Using Pretrained Models

Pretrained models are machine learning models trained previously that can be used as the starting point for your training tasks. Utilizing pretrained models can reduce training time and resource usage.

Configuration Parameters

To download and use models from previous training runs or external sources, use the pretrained-models parameter in the training config. The keys in this parameter correspond to the training task kinds capable of using pretrained models. This is currently train-teacher and train-backwards. See #515 for train-student support.

experiment:
  pretrained-models:
    # Continue training a teacher model.
    train-teacher:
      urls:
        - https://firefox-ci-tc.services.mozilla.com/api/queue/v1/task/task-id/artifacts/public/build
      mode: continue
      type: default

    # Re-use an existing backwards model from a Google Cloud Storage bucket. This must
    # be the original (non-quantized) student model.
    train-backwards:
      urls:
        - https://storage.googleapis.com/releng-translations-dev/models/en-fi/opusmt/student/
      mode: use
      type: default

To find models from older training runs see the gs://releng-translations-dev/models bucket.

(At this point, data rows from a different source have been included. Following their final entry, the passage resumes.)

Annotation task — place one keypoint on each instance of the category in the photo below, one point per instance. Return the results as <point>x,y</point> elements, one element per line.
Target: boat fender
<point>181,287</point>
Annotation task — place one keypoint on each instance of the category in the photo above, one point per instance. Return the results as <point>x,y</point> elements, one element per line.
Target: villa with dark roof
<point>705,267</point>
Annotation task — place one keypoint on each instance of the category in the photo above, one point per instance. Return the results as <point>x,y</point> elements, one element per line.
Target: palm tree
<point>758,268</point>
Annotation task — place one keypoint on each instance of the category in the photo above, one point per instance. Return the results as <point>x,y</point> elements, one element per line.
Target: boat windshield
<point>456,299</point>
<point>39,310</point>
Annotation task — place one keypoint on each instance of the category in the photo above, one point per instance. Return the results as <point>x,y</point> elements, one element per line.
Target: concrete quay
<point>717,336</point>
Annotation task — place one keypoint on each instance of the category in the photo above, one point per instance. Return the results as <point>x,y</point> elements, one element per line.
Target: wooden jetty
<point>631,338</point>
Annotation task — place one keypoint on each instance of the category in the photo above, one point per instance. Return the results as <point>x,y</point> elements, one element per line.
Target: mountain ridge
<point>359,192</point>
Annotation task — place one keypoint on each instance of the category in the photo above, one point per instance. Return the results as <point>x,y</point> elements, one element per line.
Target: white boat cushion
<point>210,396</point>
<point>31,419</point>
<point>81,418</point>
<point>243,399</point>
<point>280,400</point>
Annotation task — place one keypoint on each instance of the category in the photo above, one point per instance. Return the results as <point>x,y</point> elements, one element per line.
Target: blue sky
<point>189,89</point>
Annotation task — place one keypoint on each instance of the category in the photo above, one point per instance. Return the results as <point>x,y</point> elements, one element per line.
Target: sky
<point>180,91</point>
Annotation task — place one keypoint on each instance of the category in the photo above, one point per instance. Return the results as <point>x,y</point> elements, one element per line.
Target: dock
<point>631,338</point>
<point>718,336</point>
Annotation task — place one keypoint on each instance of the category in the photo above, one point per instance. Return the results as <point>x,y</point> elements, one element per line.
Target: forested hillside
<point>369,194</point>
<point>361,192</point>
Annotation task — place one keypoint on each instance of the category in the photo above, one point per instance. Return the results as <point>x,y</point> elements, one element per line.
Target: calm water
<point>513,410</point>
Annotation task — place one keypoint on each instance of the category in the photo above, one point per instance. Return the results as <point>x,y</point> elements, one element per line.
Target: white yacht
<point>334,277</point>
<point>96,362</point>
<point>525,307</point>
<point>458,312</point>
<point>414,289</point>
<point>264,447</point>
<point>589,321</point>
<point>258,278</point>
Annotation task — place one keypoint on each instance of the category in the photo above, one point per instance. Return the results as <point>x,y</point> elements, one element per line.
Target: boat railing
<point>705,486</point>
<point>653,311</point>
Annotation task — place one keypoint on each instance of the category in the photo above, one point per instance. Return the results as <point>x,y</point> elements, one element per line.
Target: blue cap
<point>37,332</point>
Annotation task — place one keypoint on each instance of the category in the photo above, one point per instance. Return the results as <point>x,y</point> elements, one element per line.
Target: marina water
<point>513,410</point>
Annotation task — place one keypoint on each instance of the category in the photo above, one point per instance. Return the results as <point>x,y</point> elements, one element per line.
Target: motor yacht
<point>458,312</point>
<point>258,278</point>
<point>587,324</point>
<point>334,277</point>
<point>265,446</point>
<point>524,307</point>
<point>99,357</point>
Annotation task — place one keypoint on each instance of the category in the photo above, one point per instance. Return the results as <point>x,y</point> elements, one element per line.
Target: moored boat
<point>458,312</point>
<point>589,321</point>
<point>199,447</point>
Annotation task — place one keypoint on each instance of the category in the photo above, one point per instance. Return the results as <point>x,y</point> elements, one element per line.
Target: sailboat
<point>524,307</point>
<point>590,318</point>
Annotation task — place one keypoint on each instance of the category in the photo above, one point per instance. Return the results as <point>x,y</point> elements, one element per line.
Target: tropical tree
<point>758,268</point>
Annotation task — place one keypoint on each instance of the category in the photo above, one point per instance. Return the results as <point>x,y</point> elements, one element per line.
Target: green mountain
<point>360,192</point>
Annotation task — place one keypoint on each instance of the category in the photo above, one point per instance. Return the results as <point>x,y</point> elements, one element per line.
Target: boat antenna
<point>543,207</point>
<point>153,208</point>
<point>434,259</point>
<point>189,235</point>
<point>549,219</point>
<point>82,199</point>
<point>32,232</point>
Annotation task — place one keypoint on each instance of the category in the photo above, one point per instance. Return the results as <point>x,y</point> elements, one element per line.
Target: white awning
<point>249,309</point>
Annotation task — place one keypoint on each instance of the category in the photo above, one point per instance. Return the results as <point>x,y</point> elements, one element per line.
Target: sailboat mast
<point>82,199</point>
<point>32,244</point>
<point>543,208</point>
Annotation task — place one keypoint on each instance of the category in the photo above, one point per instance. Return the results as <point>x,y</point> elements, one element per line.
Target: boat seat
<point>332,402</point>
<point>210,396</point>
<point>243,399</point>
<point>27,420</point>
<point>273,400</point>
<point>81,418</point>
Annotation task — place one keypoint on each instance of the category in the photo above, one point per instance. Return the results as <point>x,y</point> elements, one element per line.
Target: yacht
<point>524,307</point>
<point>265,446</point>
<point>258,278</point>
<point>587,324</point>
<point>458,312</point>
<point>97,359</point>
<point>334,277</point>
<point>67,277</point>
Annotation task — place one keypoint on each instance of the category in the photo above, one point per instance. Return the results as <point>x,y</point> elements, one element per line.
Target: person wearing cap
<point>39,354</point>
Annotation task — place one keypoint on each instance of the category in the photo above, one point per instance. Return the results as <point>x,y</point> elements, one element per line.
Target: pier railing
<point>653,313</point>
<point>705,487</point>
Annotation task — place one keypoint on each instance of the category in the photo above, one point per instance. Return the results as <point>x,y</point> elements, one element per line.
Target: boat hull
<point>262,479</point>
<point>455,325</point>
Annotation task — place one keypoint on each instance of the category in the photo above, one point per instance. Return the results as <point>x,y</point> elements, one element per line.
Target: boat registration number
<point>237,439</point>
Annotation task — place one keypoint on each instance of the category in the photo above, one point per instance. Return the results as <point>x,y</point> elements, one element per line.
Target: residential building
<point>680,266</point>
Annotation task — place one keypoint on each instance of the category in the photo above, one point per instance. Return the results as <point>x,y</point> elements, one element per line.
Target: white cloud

For instance you can see the models available for the following commands:

gsutil ls gs://releng-translations-dev/models

And then use the URLs from:

gs://releng-translations-dev/models/en-fi/opusmt/student

This directory should contain the various .npz and .decoder.yml for the models, as well as the vocab.spm. If the vocab.spm is not present then run something like:

gsutil cp \
  gs://releng-translations-dev/models/en-fi/opusmt/vocab/vocab.spm \
  gs://releng-translations-dev/models/en-fi/opusmt/student/vocab.spm

The URLs Key

The urls key is a list that specifies the locations from which the pretrained models are downloaded.

The Mode Key

Use Mode

In use mode, the pipeline only downloads the model without further training. The tasks that depend on the training task will use the downloaded model artifacts as they are.

Continue Mode

In continue mode the pipeline uses the downloaded model artifacts from the previous training run as a “checkpoint” and continues training. This is useful to continue training a model on the same corpus.

Init Mode

In init mode, the pipeline initializes model weights with the downloaded model using the --pretrained-model flag in marian. This is useful for fine-tuning an existing model on a different corpus.

The Type Key

default is the npz format that we are using for the model artifacts, this was added with opusmt in mind.